Posted: Thu Jul 06, 2006 9:04 am
by macray
Tyrone Marshall wrote:DOF in C4D is controlled by the camera target that is part of the C4D camera object attributes (do not use target object) - you can even turn on front and rear as well to further define DOF.
I know but that's exectly the reason why I'm wondering about the editors view. I don't have a certain focus and DOF there. no back and front. I just have the view with no camera and NO target at all. How is the Focus calculated? (is it 0;0;0 or something else?)

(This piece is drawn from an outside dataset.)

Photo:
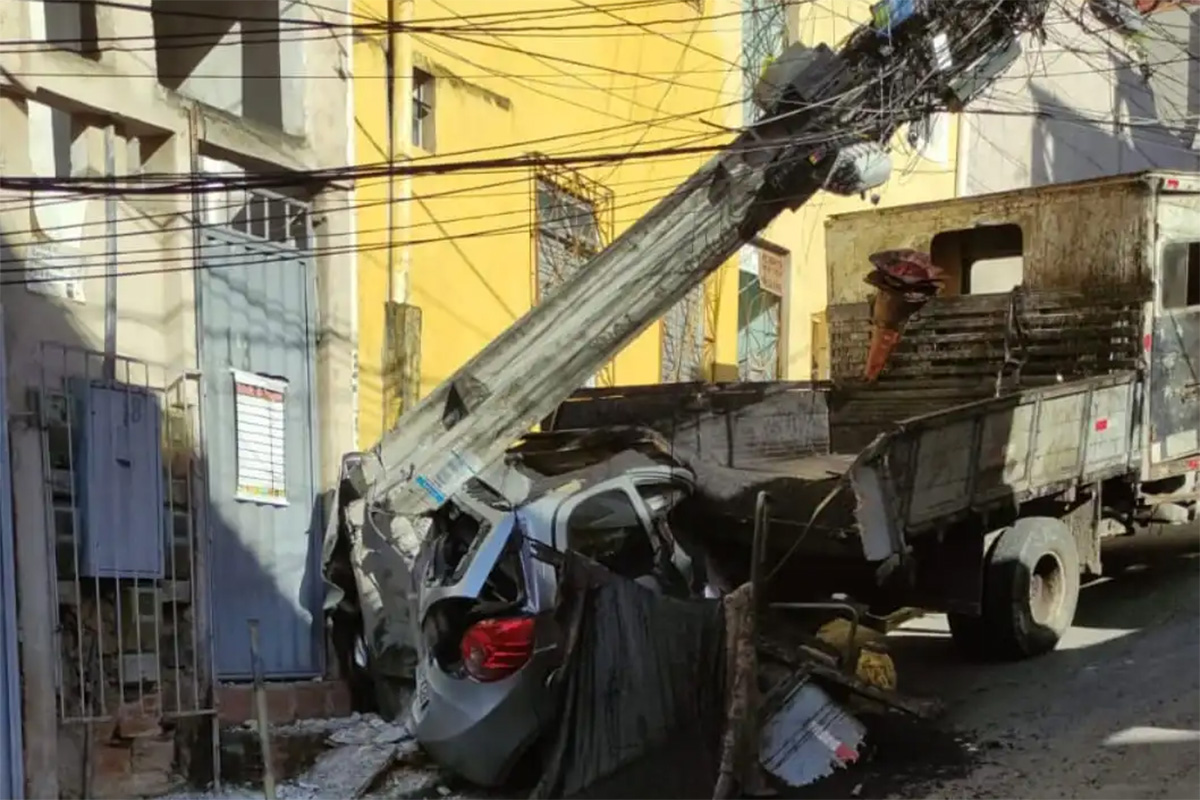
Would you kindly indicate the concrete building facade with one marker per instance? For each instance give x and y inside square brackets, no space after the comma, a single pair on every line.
[180,362]
[449,260]
[923,169]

Posted: Thu Jul 06, 2006 4:26 pm
by Tyrone Marshall
macray wrote:
Tyrone Marshall wrote:DOF in C4D is controlled by the camera target that is part of the C4D camera object attributes (do not use target object) - you can even turn on front and rear as well to further define DOF.
I know but that's exectly the reason why I'm wondering about the editors view. I don't have a certain focus and DOF there. no back and front. I just have the view with no camera and NO target at all. How is the Focus calculated? (is it 0;0;0 or something else?)
Good point, Macray- with just the editor you have no focus control or DOF that I am aware of. I would fine tune it in Studio - there you could use the autofocus and focus to - feature.

Posted: Fri Jul 07, 2006 9:35 am
by macray
I still try to avoid Studio as much as I can. I use the material editor and nothing more except the plugin.

And therefore I switched to use a camera again to get a focus on the area I want to have in focus.

Sorry, but I don't want to use Studio. It should be enough to have one program to use where I can set up everything - so I don't want to do it all over again in Studio after I did it in C4d.